Single by Mina and Riccardo Cocciante

from the album Finalmente ho conosciuto il conte Dracula... and Il mare dei papaveri
- Language: Italian
- Released: October 1985
- Recorded: 1985
- Studio: Chipping Norton, England
- Genre: Pop
- Length: 4:12
- Label: Virgin
- Composer: Riccardo Cocciante
- Lyricist: Mogol
- Producers: Paul Buckmaster; Riccardo Cocciante;

Mina singles chronology
| "Comincia tu" (1984) | "Questione di feeling" (1985) | "Via di qua" (1986) |

Riccardo Cocciante singles chronology
| "Sulla terra io e lei" (1983) | "Questione di feeling" (1985) | "L'onda" (1986) |

Audio
- "Questione di feeling" on YouTube

= Questione di feeling =

"Questione di feeling" is a duet song recorded by Italian singers Mina and Riccardo Cocciante. The song was released as a single and anticipated Mina's album Finalmente ho conosciuto il conte Dracula... in which it is contained. Cocciante puts the track on his album Il mare dei papaveri (1985).
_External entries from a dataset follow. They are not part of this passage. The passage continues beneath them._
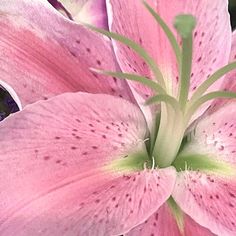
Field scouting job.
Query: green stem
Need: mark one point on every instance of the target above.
(167, 31)
(186, 67)
(166, 99)
(137, 48)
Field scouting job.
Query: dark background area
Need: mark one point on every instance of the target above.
(7, 105)
(232, 9)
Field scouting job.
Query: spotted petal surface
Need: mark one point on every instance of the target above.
(88, 11)
(163, 223)
(212, 38)
(43, 54)
(57, 175)
(208, 195)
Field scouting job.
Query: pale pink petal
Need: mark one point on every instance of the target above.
(215, 135)
(43, 54)
(88, 11)
(229, 82)
(160, 223)
(209, 199)
(212, 38)
(193, 228)
(163, 222)
(55, 175)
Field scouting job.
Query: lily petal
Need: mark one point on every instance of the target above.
(209, 199)
(208, 192)
(229, 82)
(56, 168)
(211, 38)
(88, 11)
(163, 222)
(43, 54)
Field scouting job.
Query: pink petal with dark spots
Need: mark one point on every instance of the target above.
(88, 11)
(209, 199)
(55, 178)
(163, 222)
(212, 39)
(43, 54)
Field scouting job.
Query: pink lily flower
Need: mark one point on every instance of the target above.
(94, 162)
(89, 11)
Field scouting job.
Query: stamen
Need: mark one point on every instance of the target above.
(141, 79)
(137, 48)
(167, 31)
(185, 25)
(153, 163)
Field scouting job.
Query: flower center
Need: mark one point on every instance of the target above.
(175, 114)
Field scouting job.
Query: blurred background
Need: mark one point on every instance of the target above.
(232, 9)
(8, 106)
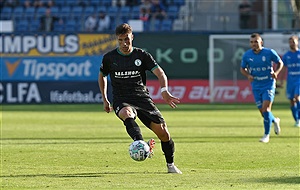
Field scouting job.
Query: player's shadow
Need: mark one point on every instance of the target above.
(79, 175)
(279, 180)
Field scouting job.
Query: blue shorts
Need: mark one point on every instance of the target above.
(261, 95)
(292, 90)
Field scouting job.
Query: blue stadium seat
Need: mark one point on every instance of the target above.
(166, 25)
(89, 10)
(58, 27)
(54, 10)
(34, 25)
(65, 13)
(40, 11)
(172, 12)
(125, 13)
(70, 3)
(6, 13)
(156, 25)
(22, 25)
(77, 12)
(29, 12)
(95, 3)
(101, 9)
(179, 2)
(72, 25)
(113, 12)
(106, 3)
(135, 12)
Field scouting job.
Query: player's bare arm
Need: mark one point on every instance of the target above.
(245, 72)
(278, 69)
(102, 81)
(163, 81)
It was also used as the theme song of the Mike Bongiorno's TV show Pentatlon.

==Overview==
The song was written by Mogol and Cocciante. According to Cocciante, the process of creating the song was difficult. Mina liked the song itself, but due to the fact that they could not find the key to the performance, she abruptly began to refuse to record. Nevertheless, Cocciante persuades Mina to try to perform another version of the song in a new way, but Mina declares that she will not sing like that. In the end, she succumbs to persuasion and tries to record a piece that she really likes and she agrees to record the whole song. The recording took place in England at Chipping Norton Recording Studios with the participation of the musician Paul Buckmaster.

==Critical reception==
Giulia Ciavarelli from TV Sorrisi e Canzoni called this song the pearl of Italian music.

==Personnel==
- Mina – vocals
- Riccardo Cocciante – arrangement, music, production, vocals
- Paul Buckmaster – arrangement, production
- Mogol – lyrics
- Piero Mannucci – mastering
- Massimiliano Pani – guitar
- Mario Robbiani – keyboards
- Giorgio Cocilovo – guitar
- Paolo Gianolio – guitar
- Marco Rinalduzzi – guitar, synthesizer
- Bruno De Filippi – harmonica
- Riccardo Biseo – keyboards

Credits are adapted from the single's and album's (Finalmente ho conosciuto il conte Dracula...) liner notes.

==Charts==

Chart performance for "Questione di feeling"
| Chart (1985) | Peak position |
|---|---|
| Italy (Billboard) | 2 |
| Italy (Musica e dischi) | 2 |

==Cover versions==
- In 1985, Cocciante recorded a French version of the song, "Question de feeling", in a duet with Fabienne Thibeault.
- In 1986, Italian singer Loretta Goggi performed a parody version of the song.
- The song was also later recorded by Mina in 2007 in Spanish as a duet with Tiziano Ferro for the album Todavía.